Where dignity and kindness matter most when families need it
Coombe Dingle Nursing Home – Your Trusted nursing home
When you're facing difficult decisions about nursing care, knowing your loved one will be treated with genuine compassion makes all the difference. Coombe Dingle Nursing Home in Caterham offers exactly that kind of thoughtful support. Families who've been through some of life's toughest moments here speak about the respect and comfort their relatives received, particularly during end-of-life care and recovery periods.
Who they care for
The home cares for people over 65 and has dementia listed as a specialism. They've looked after residents recovering from operations as well as those needing longer-term nursing support.

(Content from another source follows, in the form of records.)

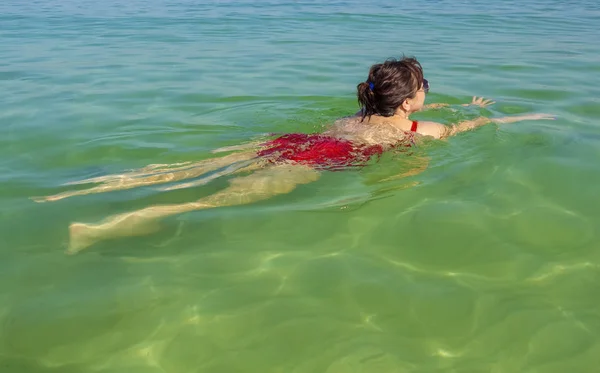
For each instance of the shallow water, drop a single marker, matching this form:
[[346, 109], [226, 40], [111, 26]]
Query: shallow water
[[490, 263]]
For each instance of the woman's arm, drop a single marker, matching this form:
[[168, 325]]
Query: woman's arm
[[477, 101], [440, 131]]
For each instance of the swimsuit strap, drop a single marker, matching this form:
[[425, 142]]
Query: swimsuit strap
[[413, 128]]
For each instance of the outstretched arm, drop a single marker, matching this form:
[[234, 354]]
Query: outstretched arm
[[477, 101], [440, 131]]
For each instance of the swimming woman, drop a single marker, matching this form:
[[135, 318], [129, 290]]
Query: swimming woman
[[393, 91]]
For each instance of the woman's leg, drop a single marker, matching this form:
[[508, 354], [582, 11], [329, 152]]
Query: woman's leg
[[259, 186], [137, 179]]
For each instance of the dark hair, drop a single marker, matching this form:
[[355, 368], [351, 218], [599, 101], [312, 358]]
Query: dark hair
[[388, 85]]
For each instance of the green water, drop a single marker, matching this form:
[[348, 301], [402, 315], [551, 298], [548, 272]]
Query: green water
[[489, 264]]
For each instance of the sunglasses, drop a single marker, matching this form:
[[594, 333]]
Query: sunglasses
[[426, 85]]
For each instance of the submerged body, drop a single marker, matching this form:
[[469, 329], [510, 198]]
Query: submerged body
[[393, 91]]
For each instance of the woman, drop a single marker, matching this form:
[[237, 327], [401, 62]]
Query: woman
[[393, 91]]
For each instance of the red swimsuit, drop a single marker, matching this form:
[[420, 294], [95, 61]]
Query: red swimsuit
[[322, 152]]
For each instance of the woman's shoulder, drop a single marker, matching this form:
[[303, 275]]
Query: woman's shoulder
[[433, 129]]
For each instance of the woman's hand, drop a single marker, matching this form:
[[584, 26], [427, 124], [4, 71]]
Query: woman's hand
[[481, 102]]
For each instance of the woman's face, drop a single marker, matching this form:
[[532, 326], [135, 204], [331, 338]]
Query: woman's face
[[419, 98]]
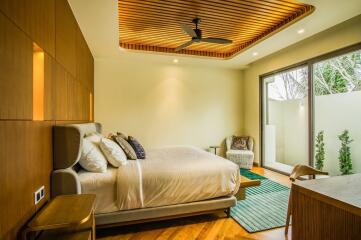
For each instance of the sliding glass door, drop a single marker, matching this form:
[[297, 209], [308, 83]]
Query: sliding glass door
[[311, 114], [285, 119]]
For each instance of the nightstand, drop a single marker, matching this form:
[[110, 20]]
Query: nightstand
[[65, 217], [215, 148]]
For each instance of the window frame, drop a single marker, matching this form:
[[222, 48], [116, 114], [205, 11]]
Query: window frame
[[309, 63]]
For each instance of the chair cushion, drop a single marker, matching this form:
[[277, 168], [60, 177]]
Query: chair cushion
[[127, 148]]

While dementia care is offered here, families haven't shared specific details about how this works in practice. If this is important for your situation, it's worth asking about their approach when you get in touch.
Management & ethos
Staff here respond quickly when residents need something, and they extend that same kindness to worried families too. People describe getting emotional support during difficult times, which shows the team understands that caring extends beyond just medical needs.
The home & environment
The home keeps everything spotless, which families really appreciate when they visit. There's mention of activities and events happening for residents, though we'd love to hear more about what's on offer day-to-day.
“Sometimes the smallest gestures of kindness make the biggest difference during life's hardest chapters.”
DCC does not edit or curate content in this tab. For independently curated information, see The Evidence and DCC Verdict.